1. Behavioral Monitoring: User and Entity Behavior Analytics (UEBA) allows security systems to detect novel, zero-day, and polymorphic attacks invisible to traditional tools. By establishing baselines for normal agent behavior, anomalies can be detected even when the specific attack technique is novel.

2. Defense in Depth: No single control stops all attacks. Research suggests layering input analysis, behavioral monitoring, output filtering, and action controls.

3. Tool-Boundary Firewalls: Research on "Indirect Prompt Injections: Are Firewalls All You Need?" investigates lightweight LLM firewalls: a Tool-Input Firewall (Minimizer) and Tool-Output Firewall (Sanitizer) placed at the agent-tool boundary.

4. Regulatory Compliance: NIST SP 1800-35, published in November 2024, provides guidance on implementing Zero Trust Architecture with Enhanced Identity Governance.
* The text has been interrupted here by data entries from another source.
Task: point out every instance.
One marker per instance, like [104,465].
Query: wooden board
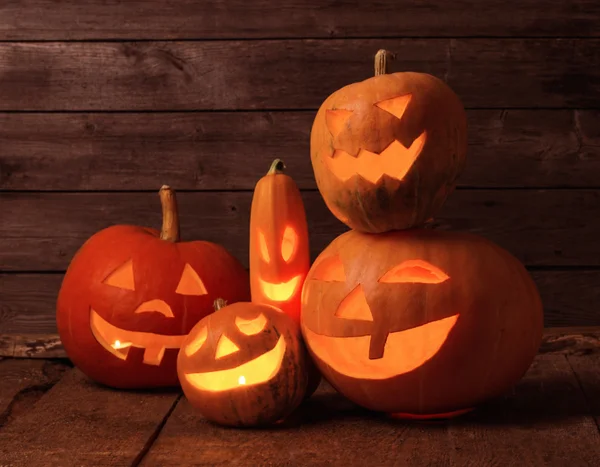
[231,150]
[23,382]
[288,74]
[78,422]
[586,366]
[544,422]
[40,19]
[42,231]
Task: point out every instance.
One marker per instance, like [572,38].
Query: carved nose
[157,305]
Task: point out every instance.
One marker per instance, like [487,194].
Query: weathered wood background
[103,102]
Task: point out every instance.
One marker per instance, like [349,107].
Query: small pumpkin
[387,151]
[244,365]
[420,323]
[131,294]
[279,251]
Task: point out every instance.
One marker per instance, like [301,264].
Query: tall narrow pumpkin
[279,253]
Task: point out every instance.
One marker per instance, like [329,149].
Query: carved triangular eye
[250,327]
[330,270]
[289,243]
[336,120]
[263,247]
[415,271]
[198,342]
[190,283]
[396,105]
[122,277]
[225,347]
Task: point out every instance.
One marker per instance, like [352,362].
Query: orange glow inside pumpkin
[190,283]
[330,269]
[404,351]
[415,271]
[289,243]
[122,277]
[355,306]
[256,371]
[394,161]
[250,327]
[282,291]
[119,341]
[225,347]
[263,247]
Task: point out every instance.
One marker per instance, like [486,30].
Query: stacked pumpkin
[400,318]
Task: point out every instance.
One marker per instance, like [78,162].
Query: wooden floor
[50,414]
Federal agencies face a 2026 implementation deadline.

5. Continuous Authentication: Traditional IAM tools are inadequate for entities with non-deterministic behaviors. Continuous authentication and behavioral verification are increasingly necessary.

The global AI-in-cybersecurity market is expected to grow from $24.8B in 2024 to $146.5B by 2034, reflecting the scale of investment required to address these challenges.